International Dwarf Fashion Show
- Founded: New York City, U.S. (2014)
- Founders: Creative Business House & Donnons Leur Une Chance
- Location: New York City, Paris, Berlin;
- Key people: Myriam Chalek (founder)
- Website: www.thedwarfashionshow.com

= International Dwarf Fashion Show =

Nonprofit dwarifsm activism group

The International Dwarf Fashion Show, also known as The National Dwarf Fashion Show, is a non-profit organization which seeks to empower and raise awareness to people living with dwarfism by putting on fashion shows consisting entirely of people living with dwarfism. They are best known for their contribution to fashion week in Paris, New York and Berlin.

==History==
After seeing a dwarf woman struggling to find appropriate clothes, CEO of CBH Model Management Myriam Chalek decided she wanted to raise awareness about achondroplasia (a form of dwarfism) by exposing the fashion and modeling industry to the unexplored market of dwarfism.

Chalek and the nonprofit Donnons Leur Une Chance founded The Dwarf Fashion Show, consisting entirely of dwarf models. The Dwarf Fashion Show took part in Paris's annual fashion week and received extensive media coverage.

In 2015, due to the heightened success of The Dwarf Fashion Show, Chalek took what was supposed to be a single event and created the non-profit The International Dwarf Fashion show.

The mission of the International Dwarf Fashion Show is "to reverse the discriminatory diktats of beauty and to give the opportunity to little people to express themselves by bringing an innovative perspective to the fashion industry.

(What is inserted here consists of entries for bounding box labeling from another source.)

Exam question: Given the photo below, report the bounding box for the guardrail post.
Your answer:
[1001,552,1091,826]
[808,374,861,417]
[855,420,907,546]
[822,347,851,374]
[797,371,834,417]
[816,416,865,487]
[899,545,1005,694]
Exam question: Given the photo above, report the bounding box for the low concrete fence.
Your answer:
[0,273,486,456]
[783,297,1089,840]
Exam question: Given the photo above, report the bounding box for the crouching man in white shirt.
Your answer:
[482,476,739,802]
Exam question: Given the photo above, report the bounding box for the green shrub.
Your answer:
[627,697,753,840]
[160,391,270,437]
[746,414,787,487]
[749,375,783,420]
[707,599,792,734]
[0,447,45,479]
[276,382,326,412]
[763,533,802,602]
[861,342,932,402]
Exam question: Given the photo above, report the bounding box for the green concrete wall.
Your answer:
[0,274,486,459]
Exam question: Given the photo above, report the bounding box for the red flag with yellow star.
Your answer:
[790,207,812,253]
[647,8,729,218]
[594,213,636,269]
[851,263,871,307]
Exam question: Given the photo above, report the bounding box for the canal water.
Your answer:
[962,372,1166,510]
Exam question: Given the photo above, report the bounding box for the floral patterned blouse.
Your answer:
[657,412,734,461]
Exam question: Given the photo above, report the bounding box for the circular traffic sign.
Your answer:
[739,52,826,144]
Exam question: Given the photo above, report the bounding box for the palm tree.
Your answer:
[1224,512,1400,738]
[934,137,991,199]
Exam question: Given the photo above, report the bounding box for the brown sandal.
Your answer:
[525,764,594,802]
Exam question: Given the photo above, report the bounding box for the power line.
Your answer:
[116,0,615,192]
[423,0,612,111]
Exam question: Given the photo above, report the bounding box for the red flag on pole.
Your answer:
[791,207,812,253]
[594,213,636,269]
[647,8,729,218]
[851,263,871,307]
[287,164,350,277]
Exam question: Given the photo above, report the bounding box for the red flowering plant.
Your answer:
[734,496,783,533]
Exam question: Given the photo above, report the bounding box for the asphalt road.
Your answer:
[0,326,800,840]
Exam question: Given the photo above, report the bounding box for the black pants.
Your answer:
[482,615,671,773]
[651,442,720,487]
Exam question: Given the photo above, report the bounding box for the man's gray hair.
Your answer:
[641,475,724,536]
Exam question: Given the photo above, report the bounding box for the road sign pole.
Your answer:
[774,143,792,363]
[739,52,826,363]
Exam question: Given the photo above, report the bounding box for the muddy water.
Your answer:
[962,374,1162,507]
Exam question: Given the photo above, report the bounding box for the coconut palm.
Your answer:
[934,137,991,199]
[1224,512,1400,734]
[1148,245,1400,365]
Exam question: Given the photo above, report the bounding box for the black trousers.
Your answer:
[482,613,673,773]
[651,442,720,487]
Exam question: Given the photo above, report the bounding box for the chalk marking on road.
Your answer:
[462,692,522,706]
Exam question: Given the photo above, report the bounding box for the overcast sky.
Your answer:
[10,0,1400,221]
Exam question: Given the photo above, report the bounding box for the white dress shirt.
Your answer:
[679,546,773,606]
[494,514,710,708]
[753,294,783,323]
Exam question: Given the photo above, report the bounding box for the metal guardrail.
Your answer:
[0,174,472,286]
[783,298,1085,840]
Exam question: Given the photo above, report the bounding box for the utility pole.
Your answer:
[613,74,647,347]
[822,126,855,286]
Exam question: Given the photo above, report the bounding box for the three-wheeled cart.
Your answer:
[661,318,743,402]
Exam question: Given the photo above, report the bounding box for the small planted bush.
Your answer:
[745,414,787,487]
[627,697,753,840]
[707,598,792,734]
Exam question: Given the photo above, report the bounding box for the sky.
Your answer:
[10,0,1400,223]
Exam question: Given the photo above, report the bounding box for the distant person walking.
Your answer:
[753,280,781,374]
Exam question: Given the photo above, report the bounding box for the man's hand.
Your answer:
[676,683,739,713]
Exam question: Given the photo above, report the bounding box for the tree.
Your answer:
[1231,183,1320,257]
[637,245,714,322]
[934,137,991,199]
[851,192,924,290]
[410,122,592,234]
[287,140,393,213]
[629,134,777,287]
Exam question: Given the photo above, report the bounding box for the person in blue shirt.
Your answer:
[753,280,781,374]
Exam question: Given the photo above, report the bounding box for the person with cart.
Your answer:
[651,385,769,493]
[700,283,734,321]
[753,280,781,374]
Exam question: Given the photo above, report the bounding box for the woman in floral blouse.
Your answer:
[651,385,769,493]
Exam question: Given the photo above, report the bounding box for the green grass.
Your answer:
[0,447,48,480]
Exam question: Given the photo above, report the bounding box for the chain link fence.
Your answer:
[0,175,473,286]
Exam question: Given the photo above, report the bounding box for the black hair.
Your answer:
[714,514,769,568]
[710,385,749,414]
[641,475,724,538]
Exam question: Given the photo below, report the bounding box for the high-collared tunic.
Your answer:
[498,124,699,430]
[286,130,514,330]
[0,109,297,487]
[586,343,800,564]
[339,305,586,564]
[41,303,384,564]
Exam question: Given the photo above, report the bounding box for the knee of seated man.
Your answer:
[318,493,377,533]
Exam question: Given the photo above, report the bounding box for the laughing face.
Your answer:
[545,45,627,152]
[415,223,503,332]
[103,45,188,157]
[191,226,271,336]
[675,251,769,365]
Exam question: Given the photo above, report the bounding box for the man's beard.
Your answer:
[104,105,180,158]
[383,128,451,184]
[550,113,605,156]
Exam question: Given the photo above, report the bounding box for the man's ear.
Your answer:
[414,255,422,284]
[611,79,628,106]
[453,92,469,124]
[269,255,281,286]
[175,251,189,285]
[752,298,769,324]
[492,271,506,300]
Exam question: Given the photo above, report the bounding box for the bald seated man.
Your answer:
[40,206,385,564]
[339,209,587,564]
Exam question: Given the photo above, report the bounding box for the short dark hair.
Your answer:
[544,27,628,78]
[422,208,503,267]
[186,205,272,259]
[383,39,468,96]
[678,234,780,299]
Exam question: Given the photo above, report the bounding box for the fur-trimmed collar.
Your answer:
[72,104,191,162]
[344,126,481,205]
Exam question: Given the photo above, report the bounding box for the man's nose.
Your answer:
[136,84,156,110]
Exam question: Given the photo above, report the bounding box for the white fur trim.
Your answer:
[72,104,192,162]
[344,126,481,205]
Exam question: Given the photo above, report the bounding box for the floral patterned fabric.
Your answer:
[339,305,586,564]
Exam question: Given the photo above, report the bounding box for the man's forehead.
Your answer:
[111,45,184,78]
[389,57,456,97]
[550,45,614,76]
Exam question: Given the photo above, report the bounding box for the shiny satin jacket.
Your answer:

Also, while giving people opportunity, they also highly edited photos of people to make their image not look like them anymore.

== Involvement in Fashion Weeks==
- Paris Fashion Week, September 27, 2014: In collaboration with the French non profit Donnons leur une chance association, CBH model management and Creative Business House, the International Dwarf Fashion Show makes its debut at the Pavillon Gariel during Paris Fashion Week.
- New York Fashion Week, February 12, 2015: The International Dwarf Fashion Show opened as part of New York City Fashion Week and featured Jordanna James, dancer of Miley Cyrus and celebrity cast of the TV show Little Women New York in a "Dollar Dress" made entirely of real $100 bills. Also walking was Misty Irwin, a celebrity guest of Little Women New York.
- Berlin Fashion Week, July 11, 2015: Berlin based fashion designer Sema Gedik presented a street wear collection called "Auf Augenhöhe" ("At Eyelevel") for people with dwarfism. She credits her cousin (who has achondroplasia) as a source of inspiration.
- Paris Fashion Week, October 2, 2015: Fifteen dwarfin models showing off sparkly cocktail and evening dresses walked the runway at the Grand Room at the French Ministry of Culture as part of a government supportive initiative to promote alternative standards of beauty in an industry than values tall and thin.
- Tokyo Fashion Week, October 26, 2016: The International Dwarf Fashion Show expands to Asia. Little women models from the US, Britain walk the runway with little Japanese women during the Amazon Fashion Week held in Shibuya.
- Arab Fashion Week: After overcoming both logistical issues and various rumors the International Dwarf Fashion Show took part in Arab Fashion week. Seven models walked the runway in the United Arab Emirates city of Dubai in order to raise awareness for the need for more inclusivity in the fashion industry.

A special show at the White House to commemorate the passing of the Americans with Disabilities Act is being planned.